ALPHAVILLE (French) (1965)

“I pity the French cinema because it has no money. I pity the American cinema
because it has no ideas.”- Jean Luc Godard

You don’t need skyrocketed production sum to make a classic sci-fi film when helm of the film is handled by auteur himself. Jean Luc Godard’s this minimalist film gave a shining proof of it. The movie’s theme reminds me the world depicted by the critical novels of Franz Kafka and especially the whole set up of Alphaville has close resemblance with George Orwell’s masterpiece and one of my most favorite novel 1984.

Lemmy Caution is a spy came from Outlands to futuristic shocking city called Alphaville.
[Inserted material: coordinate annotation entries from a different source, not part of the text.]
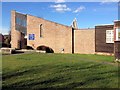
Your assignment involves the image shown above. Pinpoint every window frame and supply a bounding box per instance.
[106,29,114,44]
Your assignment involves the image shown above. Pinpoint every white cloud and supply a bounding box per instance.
[50,4,71,12]
[73,6,85,13]
[101,0,120,4]
[55,0,65,3]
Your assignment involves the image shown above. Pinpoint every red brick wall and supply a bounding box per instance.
[27,15,72,53]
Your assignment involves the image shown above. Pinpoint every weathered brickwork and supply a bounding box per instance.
[27,15,72,53]
[11,11,118,54]
[74,29,95,54]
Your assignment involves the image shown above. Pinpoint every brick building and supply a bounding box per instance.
[11,11,119,54]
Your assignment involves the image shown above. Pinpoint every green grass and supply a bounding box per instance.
[2,53,119,90]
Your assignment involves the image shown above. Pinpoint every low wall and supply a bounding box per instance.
[74,29,95,54]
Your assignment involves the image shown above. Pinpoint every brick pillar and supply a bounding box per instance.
[114,41,120,61]
[11,11,21,49]
[114,20,120,62]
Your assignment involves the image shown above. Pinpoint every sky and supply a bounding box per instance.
[0,0,118,34]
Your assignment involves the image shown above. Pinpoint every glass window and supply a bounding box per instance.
[106,30,114,43]
[29,34,35,40]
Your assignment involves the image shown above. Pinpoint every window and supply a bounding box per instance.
[29,34,35,40]
[16,17,27,27]
[15,17,27,35]
[106,30,114,43]
[40,24,42,37]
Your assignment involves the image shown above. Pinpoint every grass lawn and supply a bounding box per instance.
[2,53,119,90]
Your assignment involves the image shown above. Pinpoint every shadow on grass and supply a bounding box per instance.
[3,64,117,90]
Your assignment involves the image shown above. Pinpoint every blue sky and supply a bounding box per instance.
[0,0,118,34]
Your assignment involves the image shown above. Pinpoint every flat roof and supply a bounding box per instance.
[95,24,113,26]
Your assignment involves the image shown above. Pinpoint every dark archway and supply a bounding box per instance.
[37,45,54,53]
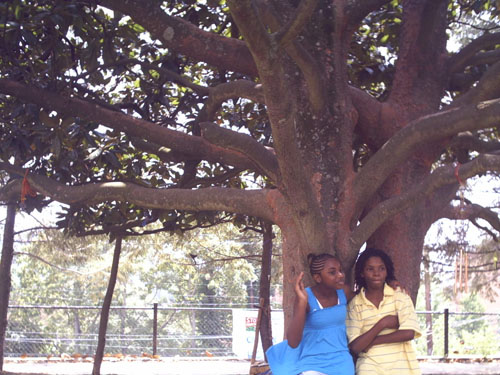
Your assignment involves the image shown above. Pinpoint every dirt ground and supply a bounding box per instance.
[2,357,500,375]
He pretended himself as a newspaper reporter Ivan Johnson but he’s here on a secret mission to search two men- Leonard Von Braun, the Professor & inventor and the X agent named Henry Dickson. The world of Alphaville is incomprehensible for Johnson who’s struggling to accomplish his mission and trying to awaken feelings and conscience of beautiful Natasha, a daughter of Professor Braun. He has to remain extremely careful where older agents had committed suicides while being failed to adapt the city’s controlled existence where apartments are full of glass windows.
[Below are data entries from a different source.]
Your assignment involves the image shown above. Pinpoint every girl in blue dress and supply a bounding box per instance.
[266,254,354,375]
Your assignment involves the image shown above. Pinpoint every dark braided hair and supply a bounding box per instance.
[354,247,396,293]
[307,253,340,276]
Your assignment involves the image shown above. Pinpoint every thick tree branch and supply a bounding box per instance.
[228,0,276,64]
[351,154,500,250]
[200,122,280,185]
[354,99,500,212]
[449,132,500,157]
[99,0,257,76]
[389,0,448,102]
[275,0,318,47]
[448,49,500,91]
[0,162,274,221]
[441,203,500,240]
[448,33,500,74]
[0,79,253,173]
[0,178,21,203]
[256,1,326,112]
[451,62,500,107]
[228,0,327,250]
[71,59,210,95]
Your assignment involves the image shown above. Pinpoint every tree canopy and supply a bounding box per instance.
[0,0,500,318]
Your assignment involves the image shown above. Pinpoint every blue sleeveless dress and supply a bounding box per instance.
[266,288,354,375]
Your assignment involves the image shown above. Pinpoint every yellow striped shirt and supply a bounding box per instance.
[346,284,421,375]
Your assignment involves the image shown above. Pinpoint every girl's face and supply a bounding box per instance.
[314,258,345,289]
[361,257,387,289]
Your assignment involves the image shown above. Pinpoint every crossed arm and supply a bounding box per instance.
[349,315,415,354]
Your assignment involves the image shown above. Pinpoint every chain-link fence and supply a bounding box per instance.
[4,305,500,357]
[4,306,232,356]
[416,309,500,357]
In a future city of Alphaville any thing guided by emotions such as love or any sort of artistic progress is forbidden and instead staunchly believes in rationalism and logic orders. The centre of the town is Alpha 60, a giant powerful watchdog computer to run technocratic authoritarian city. Behaving illogically or showing honest emotion is severe crime here and the condemned ones are executed either in a swimming pool or electrocuted in auditorium chairs. Surprisingly even the chief engineer doesn’t know what a free man or conscience means! It’s because every human being here is like a brain washed programming mind controlled by their identity numbers. In each room they have a copy of Bible which is nothing but dictionary where we don’t find any words associated with abstract human emotions.

By breaking all conventions Godard had managed to create the sarcastic world of Alphaville so meticulously with tight budget, minimalist approach and experimental techniques in narration. It’s learning case for all Hollywood directors. There are so many memorable scenes and the one where Mr. Caution explaining the difference between love and sensuality to Natasha is great aesthetic JLG moment with fine focused use of on and off lights. In fact watch carefully the way he used electric neon lights in the entire film and you will agree why his cinematographer Raoul Coutard stands parallel to great George Tolland. Eddie Constantine as legendary Lemmy Caution is a new entry in my favorite movie characters. I just love the way JLG projected his heroines in the film as great combination of beauty and individualism and beautiful Anna Karina is sheer bliss to eyes. Craving to watch her in other Godard classics.

Mandatory watch by all means.

Ratings-10/10

PS- For those who’ve already seen this and liked it, suggest you to read Orwell’s brilliant satirical novel named 1984 written in 1948, it’s one of my favorite classic.